= Jean Saulnier =

Canadian pianist and music educator

 Jean Saulnier is a Canadian pianist and music educator.
==Biography==
Saulnier was educated as a musician at the Conservatoire de musique du Québec à Montréal and the Université de Montréal. He has studied piano with Marc Durand, Leon Fleisher, Karl-Heinz Kämmerling, André Laplante, György Sebők, and James Tocco. In 1984 he won the Lynell Gordon Memorial Prize at the University of Maryland International Piano Festival and Competition (now called the William Kapell Competition); later winning first prize at that competition in 1988. In 1986 he won the Prix d'Europe, and in 1987 he won the Leschetizky Competition in New York City. The latter competition win led to his recital debut at Carnegie Hall. Critic Bernard Holland wrote the following in his review in The New York Times:

"It is good to make Mr. Saulnier's acquaintance. He is a sound and interesting musician - good enough to have deserved a better program than the one he chose for Sunday. Beethoven's Sonata Opus 110 seemed almost too respectful, too marchlike in its careful symmetries. Yet the balancing of voices and the organization (notwithstanding a rather clumsy lurch into the final coda) spoke of an understanding if overly cautious interpreter. Mr. Saulnier does have the right kind of musical limberness when he chooses to use it. Indeed, Liszt's C sharp minor Hungarian Rhapsody was admirably uninhibited without ever sprawling. Mr. Saulnier's technique responded handsomely to Liszt's florid writing and worked just as confidently in Ned Rorem's Song and Dance - a brief, brightly colored and interesting piece contrasting rhythmic ambiguity against a simple, singing melodic character."

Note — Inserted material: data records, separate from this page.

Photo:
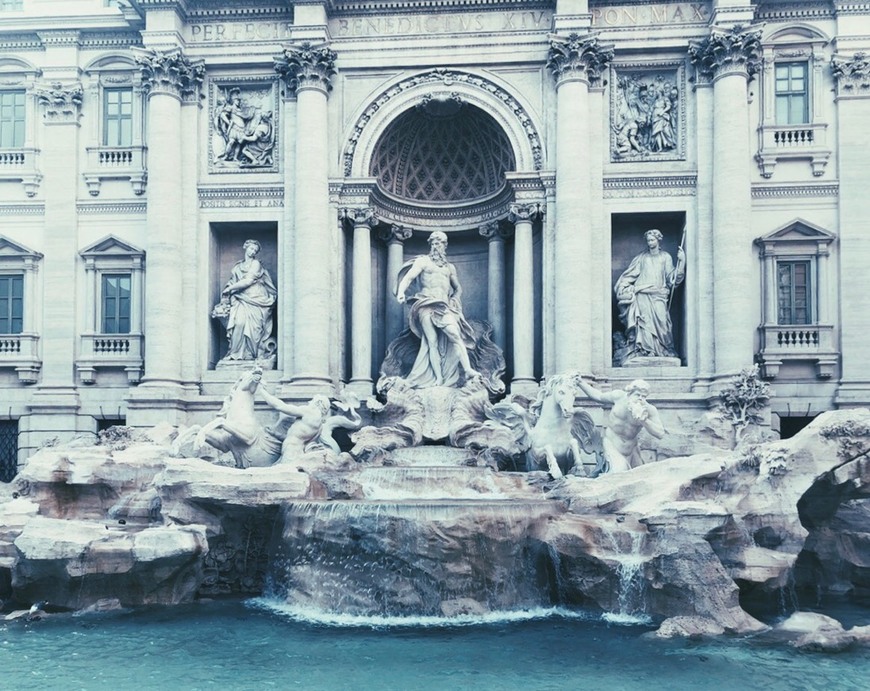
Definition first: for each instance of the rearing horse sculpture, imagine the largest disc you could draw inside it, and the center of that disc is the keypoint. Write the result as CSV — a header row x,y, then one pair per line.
x,y
552,432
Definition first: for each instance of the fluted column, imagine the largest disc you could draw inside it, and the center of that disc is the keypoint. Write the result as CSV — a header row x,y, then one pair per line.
x,y
496,283
729,58
395,237
522,216
167,76
363,221
576,61
852,74
307,70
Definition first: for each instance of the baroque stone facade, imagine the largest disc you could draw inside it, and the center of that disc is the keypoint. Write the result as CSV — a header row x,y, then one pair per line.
x,y
143,142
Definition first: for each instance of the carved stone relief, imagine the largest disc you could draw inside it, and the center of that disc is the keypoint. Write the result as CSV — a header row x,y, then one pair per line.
x,y
648,114
243,125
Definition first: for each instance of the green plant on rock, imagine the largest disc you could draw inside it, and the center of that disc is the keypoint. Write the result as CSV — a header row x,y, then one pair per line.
x,y
744,399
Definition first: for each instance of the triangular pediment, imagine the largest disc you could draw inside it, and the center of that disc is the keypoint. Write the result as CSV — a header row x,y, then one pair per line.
x,y
797,230
9,249
111,246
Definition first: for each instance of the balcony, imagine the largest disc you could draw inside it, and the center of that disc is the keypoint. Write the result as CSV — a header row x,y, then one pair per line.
x,y
19,165
810,342
793,142
110,351
116,163
21,352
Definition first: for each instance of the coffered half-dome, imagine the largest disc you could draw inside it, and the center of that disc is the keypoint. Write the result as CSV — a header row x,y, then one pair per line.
x,y
442,151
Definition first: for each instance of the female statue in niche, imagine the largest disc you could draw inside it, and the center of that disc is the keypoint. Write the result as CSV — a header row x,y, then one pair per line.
x,y
643,293
245,309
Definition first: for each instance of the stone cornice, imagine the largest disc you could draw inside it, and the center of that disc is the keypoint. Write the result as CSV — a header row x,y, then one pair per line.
x,y
307,66
727,51
852,75
169,72
578,56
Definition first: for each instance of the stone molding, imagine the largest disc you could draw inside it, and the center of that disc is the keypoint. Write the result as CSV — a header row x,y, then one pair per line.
x,y
62,102
852,75
450,79
727,51
578,57
169,72
307,66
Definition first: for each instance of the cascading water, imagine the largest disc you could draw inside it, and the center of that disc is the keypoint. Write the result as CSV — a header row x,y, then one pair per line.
x,y
413,548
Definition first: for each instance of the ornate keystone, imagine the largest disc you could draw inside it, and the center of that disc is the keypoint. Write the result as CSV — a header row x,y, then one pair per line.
x,y
307,66
852,74
170,72
525,212
395,234
736,50
62,102
578,57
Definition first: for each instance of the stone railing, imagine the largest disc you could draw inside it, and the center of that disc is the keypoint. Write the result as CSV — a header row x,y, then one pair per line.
x,y
20,165
21,353
810,342
792,142
115,162
110,351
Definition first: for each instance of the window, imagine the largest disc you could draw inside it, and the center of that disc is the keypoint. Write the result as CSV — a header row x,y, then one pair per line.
x,y
793,292
118,117
792,93
11,304
11,119
116,303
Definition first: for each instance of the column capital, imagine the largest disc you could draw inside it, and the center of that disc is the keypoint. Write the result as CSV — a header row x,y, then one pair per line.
x,y
169,72
395,234
578,57
852,75
526,212
727,51
62,102
307,66
359,216
493,231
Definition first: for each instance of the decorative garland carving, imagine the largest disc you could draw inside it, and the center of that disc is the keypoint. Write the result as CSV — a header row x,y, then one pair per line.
x,y
170,72
307,66
851,74
447,78
62,102
578,57
736,50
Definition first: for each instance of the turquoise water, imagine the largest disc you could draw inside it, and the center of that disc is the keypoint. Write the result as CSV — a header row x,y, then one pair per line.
x,y
253,645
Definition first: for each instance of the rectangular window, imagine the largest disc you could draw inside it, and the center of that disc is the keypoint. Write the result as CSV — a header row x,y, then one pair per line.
x,y
11,119
116,303
11,304
793,292
118,117
792,93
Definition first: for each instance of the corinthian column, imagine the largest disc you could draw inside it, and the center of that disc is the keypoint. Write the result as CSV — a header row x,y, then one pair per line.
x,y
495,312
522,216
576,61
729,58
852,74
168,77
361,299
395,238
307,70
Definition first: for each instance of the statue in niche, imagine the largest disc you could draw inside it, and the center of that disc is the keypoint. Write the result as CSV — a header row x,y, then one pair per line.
x,y
643,293
646,116
440,348
630,413
245,310
246,134
298,429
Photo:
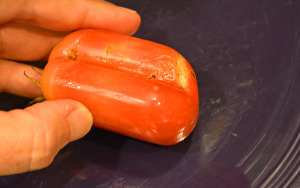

In 1987 Saulnier joined the music faculty of the Université du Québec à Montréal, and in 1989 he was appointed to the music faculty at the Université de Montréal (UM). He ultimately became head of the piano department at the latter school. As of 2026 he still teaches as a full professor of music at the UM. His pupils include pianists Pierre-André Doucet, Charles Richard-Hamelin, Yoonjung Han, Justine Pelletier, and Serhiy Salov. Conductor Adam Johnson was also one of his students.

On the concert stage, Saulnier has performed as a soloist with the Montreal Symphony Orchestra, the Orchestre Métropolitain, the Quebec Symphony Orchestra, and the Rochester Philharmonic Orchestra. With cellist Yegor Dyachov, he recorded Johannes Brahms's Cello Sonata No. 1 and Cello Sonata No. 2 on the album Sonatas for Cello and Piano (2003, Analekta). Dyachov and Saulnier later performed a benefit concert to raise funds for Lougheed House in 2011. In 2014 Saulnier was a featured soloist at the Abbey Bach Festival in Oregon.